Here the waiter returned with the slippers.

The stranger slowly unbuttoned his gaiters. "Sir," said he to Linden, "we will renew our conversation presently."

No sooner had the generous friend of Mrs. Minden deposited his feet in their easy tenements than he quitted the room. "Pray," said Linden to the waiter, when he had ordered his simple repast, "who is that gentleman in brown?"

"Mr. Brown," replied the waiter.

"And who or what is Mr. Brown?" asked our hero.

Before the waiter could reply, Mr.

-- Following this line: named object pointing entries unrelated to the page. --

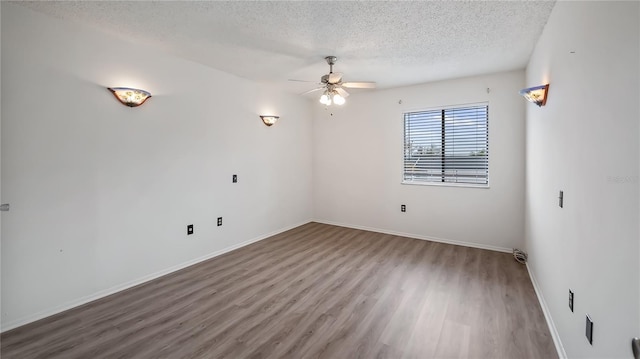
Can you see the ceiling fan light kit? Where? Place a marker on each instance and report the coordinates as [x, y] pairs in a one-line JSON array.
[[331, 83]]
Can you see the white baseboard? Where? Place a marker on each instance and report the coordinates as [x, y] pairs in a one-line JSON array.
[[547, 315], [103, 293], [417, 236]]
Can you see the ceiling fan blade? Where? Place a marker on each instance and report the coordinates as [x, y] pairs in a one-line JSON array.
[[360, 85], [342, 92], [335, 77], [313, 90]]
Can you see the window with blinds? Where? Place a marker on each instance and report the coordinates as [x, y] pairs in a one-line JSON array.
[[448, 145]]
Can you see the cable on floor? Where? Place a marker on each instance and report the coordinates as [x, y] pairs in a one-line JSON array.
[[520, 256]]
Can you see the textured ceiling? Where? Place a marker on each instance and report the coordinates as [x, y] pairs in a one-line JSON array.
[[391, 43]]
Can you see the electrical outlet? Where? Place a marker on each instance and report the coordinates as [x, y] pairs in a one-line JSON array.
[[589, 330], [561, 199], [571, 300]]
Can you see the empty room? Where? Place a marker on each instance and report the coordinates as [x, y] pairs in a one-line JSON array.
[[320, 179]]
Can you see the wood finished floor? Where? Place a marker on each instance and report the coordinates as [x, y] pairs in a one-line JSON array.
[[316, 291]]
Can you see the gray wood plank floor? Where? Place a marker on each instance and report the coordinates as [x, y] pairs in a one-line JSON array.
[[316, 291]]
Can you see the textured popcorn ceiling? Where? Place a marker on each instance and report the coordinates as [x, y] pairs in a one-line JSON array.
[[391, 43]]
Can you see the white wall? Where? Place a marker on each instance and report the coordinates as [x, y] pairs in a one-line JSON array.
[[358, 165], [585, 142], [101, 194]]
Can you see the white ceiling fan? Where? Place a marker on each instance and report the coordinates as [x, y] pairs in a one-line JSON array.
[[333, 86]]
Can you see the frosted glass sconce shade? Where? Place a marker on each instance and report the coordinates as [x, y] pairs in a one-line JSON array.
[[537, 95], [269, 120], [130, 97]]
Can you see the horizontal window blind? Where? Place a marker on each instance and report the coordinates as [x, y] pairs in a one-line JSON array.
[[447, 145]]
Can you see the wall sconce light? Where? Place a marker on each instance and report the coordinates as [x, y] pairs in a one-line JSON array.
[[130, 97], [537, 95], [269, 120], [331, 96]]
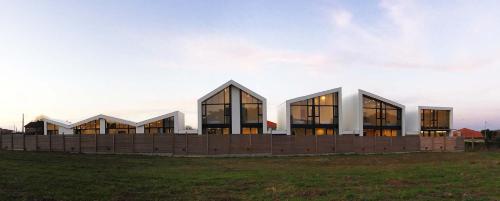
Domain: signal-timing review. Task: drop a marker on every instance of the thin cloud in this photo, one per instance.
(409, 35)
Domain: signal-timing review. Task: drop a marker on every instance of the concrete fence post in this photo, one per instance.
(208, 144)
(445, 142)
(50, 142)
(271, 144)
(64, 142)
(335, 144)
(24, 142)
(80, 143)
(187, 144)
(133, 143)
(96, 136)
(153, 143)
(173, 144)
(316, 143)
(250, 143)
(229, 144)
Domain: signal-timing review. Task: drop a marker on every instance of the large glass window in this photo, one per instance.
(161, 126)
(216, 113)
(91, 127)
(119, 128)
(434, 122)
(251, 114)
(52, 129)
(315, 116)
(381, 118)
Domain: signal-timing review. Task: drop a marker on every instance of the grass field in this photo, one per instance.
(416, 176)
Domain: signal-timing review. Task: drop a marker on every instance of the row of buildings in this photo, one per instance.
(234, 109)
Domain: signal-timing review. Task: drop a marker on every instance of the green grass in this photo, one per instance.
(416, 176)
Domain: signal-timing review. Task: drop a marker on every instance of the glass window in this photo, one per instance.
(380, 118)
(299, 114)
(119, 128)
(91, 127)
(52, 129)
(317, 115)
(216, 113)
(163, 126)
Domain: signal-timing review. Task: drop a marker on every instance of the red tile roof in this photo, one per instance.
(469, 133)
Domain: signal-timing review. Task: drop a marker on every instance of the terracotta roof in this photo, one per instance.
(469, 133)
(271, 124)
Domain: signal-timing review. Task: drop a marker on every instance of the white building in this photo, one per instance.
(168, 123)
(430, 121)
(54, 127)
(232, 109)
(103, 124)
(315, 114)
(367, 114)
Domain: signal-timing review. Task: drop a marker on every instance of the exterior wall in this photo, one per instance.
(235, 110)
(139, 129)
(102, 127)
(235, 106)
(350, 107)
(179, 123)
(282, 122)
(418, 117)
(413, 121)
(65, 131)
(284, 112)
(360, 110)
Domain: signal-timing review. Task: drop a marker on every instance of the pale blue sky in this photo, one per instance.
(137, 59)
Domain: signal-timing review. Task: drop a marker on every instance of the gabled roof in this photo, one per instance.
(362, 92)
(57, 122)
(109, 118)
(434, 108)
(469, 133)
(157, 118)
(227, 84)
(315, 95)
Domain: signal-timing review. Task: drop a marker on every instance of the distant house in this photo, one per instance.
(5, 131)
(34, 128)
(271, 126)
(468, 134)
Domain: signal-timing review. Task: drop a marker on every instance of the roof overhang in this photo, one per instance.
(362, 92)
(172, 114)
(434, 108)
(227, 84)
(106, 117)
(56, 122)
(336, 90)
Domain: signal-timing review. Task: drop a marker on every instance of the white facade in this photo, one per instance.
(64, 127)
(413, 117)
(353, 112)
(236, 89)
(178, 122)
(284, 113)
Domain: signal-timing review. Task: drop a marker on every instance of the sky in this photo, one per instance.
(70, 60)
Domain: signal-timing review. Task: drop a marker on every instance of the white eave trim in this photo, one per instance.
(227, 84)
(108, 118)
(172, 114)
(55, 122)
(362, 92)
(336, 90)
(434, 108)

Brown returned, with a large bandbox, carefully enveloped in a blue handkerchief. "You come from ----, sir?" said Mr. Brown, quietly seating himself at the same table as Linden.

"No, sir, I do not."

"From ----, then?"

"No, sir,--from W----."

"W----?--ay--well. I knew a lady with a name very like W---- (the late Lady Waddilove) extremely well. I made her some valuable presents: her ladyship was very sensible of it."

"I don't doubt it, sir," replied Clarence; "such instances of general beneficence rarely occur!"

"I have some magnificent relics of her ladyship in this box," returned Mr. Brown.

"Really! then she was no less generous than yourself, I presume?"

"Yes, her ladyship was remarkably generous. About a week before she died (the late Lady Waddilove was quite sensible of her danger), she called me to her,--'Brown,' said she, 'you are a good creature; I have had my most valuable things from you. I am not ungrateful: I will leave you--my maid! She is as clever as you are and as good.' I took the hint, sir, and married. It was an excellent bargain. My wife is a charming woman; she entirely fitted up Mrs. Minden's wardrobe and I furnished the house. Mrs. Minden was greatly indebted to us."

"Heaven help me!" thought Clarence, "the man is certainly mad."

The waiter entered with the dinner; and Mr. Brown, who seemed to have a delicate aversion to any conversation in the presence of the Ganymede of the Holborn tavern, immediately ceased his communications; meanwhile, Clarence took the opportunity to survey him more minutely than he had hitherto done.

His new acquaintance was in age about forty-eight; in stature, rather under the middle height; and thin, dried, withered, yet muscular withal, like a man who, in stinting his stomach for the sake of economy, does not the less enjoy the power of undergoing any fatigue or exertion that an object of adequate importance may demand. We have said already that he was attired, like twilight, "in a suit of sober brown;" and there was a formality, a precision, and a cat-like sort of cleanliness in his garb, which savoured strongly of the respectable coxcombry of the counting-house. His face was lean, it is true, but not emaciated; and his complexion, sallow and adust, harmonized well with the colours of his clothing. An eye of the darkest hazel, sharp, shrewd, and flashing at times, especially at the mention of the euphonious name of Lady Waddilove,--a name frequently upon the lips of the inheritor of her abigail,--with a fire that might be called brilliant, was of that modest species which can seldom encounter the straightforward glance of another; on the contrary, it seemed restlessly uneasy in any settled place, and wandered from ceiling to floor, and corner to corner, with an inquisitive though apparently careless glance, as if seeking for something to admire or haply to appropriate; it also seemed to be the especial care of Mr. Brown to veil, as far as he was able, the vivacity of his looks beneath an expression of open and unheeding good-nature, an expression strangely enough contrasting with the closeness and sagacity which Nature had indelibly stamped upon features pointed, aquiline, and impressed with a strong mixture of the Judaical physiognomy. The manner and bearing of this gentleman partook of the same undecided character as his countenance: they seemed to be struggling between civility and importance; a real eagerness to make the acquaintance of the person he addressed, and an assumed recklessness of the advantages which that acquaintance could bestow;--it was like the behaviour of a man who is desirous of having the best possible motives imputed to him, but is fearful lest that desire should not be utterly fulfilled. At the first glance you would have pledged yourself for his respectability; at the second, you would have half suspected him to be a rogue; and, after you had been half an hour in his company, you would confess yourself in the obscurest doubt which was the better guess, the first or the last.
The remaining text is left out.